Not a whole lot to say here. I plan to integrate the run value information with MjwW's post on the inning-by-inning RS/RA numbers once I work out the same breakdowns for opposing pitches. The 2nd and 4th innings have been the two unluckiest in both absolute and per-pitch terms so far, however neither inning was particularly poor for the Jays' pitchers per MjwW's post.

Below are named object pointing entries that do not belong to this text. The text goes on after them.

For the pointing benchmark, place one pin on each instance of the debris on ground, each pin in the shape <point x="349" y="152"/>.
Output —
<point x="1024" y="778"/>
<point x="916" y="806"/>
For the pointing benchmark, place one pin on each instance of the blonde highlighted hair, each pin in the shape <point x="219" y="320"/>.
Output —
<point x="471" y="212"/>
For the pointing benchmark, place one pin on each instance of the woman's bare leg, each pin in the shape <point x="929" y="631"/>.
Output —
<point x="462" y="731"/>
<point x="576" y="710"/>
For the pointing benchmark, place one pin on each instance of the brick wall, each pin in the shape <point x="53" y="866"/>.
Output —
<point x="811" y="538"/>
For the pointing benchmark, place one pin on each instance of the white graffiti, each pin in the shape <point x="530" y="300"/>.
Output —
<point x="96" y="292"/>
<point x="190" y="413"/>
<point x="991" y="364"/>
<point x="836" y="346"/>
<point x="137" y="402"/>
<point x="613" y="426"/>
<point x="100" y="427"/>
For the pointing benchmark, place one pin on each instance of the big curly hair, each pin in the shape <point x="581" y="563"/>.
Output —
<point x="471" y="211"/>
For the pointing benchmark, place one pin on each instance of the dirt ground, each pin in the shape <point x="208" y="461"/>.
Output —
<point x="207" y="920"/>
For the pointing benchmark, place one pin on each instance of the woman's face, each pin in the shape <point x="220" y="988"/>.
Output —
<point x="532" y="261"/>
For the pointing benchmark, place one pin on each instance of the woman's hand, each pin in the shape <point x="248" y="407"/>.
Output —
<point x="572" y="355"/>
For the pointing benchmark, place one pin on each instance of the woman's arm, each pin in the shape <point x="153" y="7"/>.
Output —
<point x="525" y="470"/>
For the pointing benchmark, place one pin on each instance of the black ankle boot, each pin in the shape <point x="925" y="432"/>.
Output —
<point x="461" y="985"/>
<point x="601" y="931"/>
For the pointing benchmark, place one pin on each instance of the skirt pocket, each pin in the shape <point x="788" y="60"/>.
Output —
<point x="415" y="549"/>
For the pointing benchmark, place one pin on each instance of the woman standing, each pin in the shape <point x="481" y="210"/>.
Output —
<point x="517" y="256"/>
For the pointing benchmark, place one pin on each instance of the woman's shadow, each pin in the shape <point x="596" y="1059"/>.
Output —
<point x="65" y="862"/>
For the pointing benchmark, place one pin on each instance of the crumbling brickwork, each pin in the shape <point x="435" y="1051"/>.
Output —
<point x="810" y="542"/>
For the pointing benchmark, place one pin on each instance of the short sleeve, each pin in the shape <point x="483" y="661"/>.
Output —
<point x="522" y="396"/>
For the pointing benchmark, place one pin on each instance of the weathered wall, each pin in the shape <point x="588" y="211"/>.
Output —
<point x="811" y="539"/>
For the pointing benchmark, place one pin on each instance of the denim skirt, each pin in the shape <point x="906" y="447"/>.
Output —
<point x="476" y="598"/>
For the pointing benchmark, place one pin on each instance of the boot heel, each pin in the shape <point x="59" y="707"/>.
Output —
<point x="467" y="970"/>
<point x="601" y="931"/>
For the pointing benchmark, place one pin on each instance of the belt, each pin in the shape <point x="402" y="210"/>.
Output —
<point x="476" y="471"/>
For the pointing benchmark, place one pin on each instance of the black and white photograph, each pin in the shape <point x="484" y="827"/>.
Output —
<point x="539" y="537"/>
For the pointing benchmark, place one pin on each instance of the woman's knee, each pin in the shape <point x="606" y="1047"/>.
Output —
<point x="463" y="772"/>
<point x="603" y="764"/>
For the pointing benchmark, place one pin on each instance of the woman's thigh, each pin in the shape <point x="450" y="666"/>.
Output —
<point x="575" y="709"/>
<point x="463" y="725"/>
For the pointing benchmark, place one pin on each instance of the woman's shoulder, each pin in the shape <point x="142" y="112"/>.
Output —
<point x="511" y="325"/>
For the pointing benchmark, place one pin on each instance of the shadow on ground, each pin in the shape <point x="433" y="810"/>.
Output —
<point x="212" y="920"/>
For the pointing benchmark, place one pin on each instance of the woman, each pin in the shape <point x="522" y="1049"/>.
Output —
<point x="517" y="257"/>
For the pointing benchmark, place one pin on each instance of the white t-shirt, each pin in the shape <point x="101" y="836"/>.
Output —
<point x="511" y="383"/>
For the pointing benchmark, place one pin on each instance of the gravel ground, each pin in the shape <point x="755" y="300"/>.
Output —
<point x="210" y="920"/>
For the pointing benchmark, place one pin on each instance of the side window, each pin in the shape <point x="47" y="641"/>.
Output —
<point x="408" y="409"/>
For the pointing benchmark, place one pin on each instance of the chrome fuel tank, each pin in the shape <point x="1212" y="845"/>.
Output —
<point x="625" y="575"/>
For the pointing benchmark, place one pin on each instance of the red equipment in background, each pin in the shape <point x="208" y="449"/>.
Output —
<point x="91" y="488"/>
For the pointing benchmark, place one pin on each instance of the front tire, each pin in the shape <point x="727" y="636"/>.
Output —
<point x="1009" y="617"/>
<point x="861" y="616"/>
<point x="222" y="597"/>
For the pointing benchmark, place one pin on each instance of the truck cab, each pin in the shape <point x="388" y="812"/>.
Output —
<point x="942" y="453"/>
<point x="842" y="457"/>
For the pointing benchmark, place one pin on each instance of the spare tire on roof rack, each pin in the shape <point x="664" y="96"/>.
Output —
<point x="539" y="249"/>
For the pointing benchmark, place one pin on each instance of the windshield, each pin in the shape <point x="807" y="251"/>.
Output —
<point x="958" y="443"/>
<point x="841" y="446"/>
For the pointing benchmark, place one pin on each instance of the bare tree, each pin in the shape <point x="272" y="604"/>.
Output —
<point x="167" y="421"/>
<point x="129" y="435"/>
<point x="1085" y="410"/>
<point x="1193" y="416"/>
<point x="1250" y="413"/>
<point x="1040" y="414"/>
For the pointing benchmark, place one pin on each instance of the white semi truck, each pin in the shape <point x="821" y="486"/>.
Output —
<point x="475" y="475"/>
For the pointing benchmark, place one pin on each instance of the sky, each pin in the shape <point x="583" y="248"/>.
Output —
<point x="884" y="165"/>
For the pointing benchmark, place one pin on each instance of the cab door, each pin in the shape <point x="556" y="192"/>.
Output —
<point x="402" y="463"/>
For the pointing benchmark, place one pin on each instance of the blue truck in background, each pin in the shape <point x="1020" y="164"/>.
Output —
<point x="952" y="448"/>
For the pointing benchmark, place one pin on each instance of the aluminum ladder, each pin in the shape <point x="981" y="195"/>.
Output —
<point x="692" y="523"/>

By Pitcher, Batter, And Matchup Handedness

As you can see, Blue Jays pitchers have been equally unlucky whether righty or witch who must be burned at the stake, with per-pitch numbers that are identical to the 5th decimal place. Looking at batter handedness, however, we see that opposing lefty hitters have been nearly twice as lucky as their righty counterparts. Below that are the breakdowns by pitcher-batter matchup, which don't seem to tell us a whole lot of anything but are mildly interesting nonetheless.

By Count

As you can see, it appears as though the Jays have been getting absolutely slaughtered on 0-1 counts, to the tune of 22 lost strikes and -.034 strikes per pitch, while having more ordinary levels of bad luck on most other counts. However, work by Matthew Carruth shows us that the size of the 50-50 zone changes with the count, shrinking by as much as 29% on an 0-2 count and growing by as much 11% on a 3-0 count. Accounting for these changes** by multiplying the number of expected strikes above by the size of the zone relative to the overall strike zone, we get the chart below:

Now, it becomes clear that the biggest issue for the Jays pitchers is not stingy umpires bringing the count to 1-1, but rather having first pitch strikes stolen away and being forced into 1-0 counts, in which the umpires have still been stingy with the Jays. With this method, Jays pitchers have had equal luck on 0-0 and 0-1 counts, with a per-pitch net of -.0178. Also noteworthy is that even after accounting for the smaller zone with a full count, the Jays have lost four should-be strikeouts to free passes. Every other count except for 1-0 and the 3-x (smallish samples) counts had per-pitch differentials below .001

**While this method incorrectly assumes that the strike zone shrinks and grows uniformly in all directions, it should still give us a reasonably close approximation of the effects of the changing size of the zone.

So What?

It's important to remember that the StrikeTracker only considers pitches called for balls or strikes, and excludes swings and misses. It is possible, if not likely, that, beyond the umpire impact on the count and pitchcounts, the smaller zone the Jays pitchers have been getting forces them to throw pitches slightly closer to the middle of the zone, compounding the negative effects of the lost strikes by also increasing the chance that opposing hitters will make solid contact. This effect would not be seen in the StrikeTracker, so if someone brave would like to try to figure out the impact, I'm happy to send them my file.

As I said at the top of the article, without doing a good deal more work I'm not terribly sure what use this data has from a decision making standpoint, but it definitely is interesting to look at and be sad about. If any of you in commentland have ideas to that effect, or have any ideas for other breakdowns I can include in future installments, shout 'em out.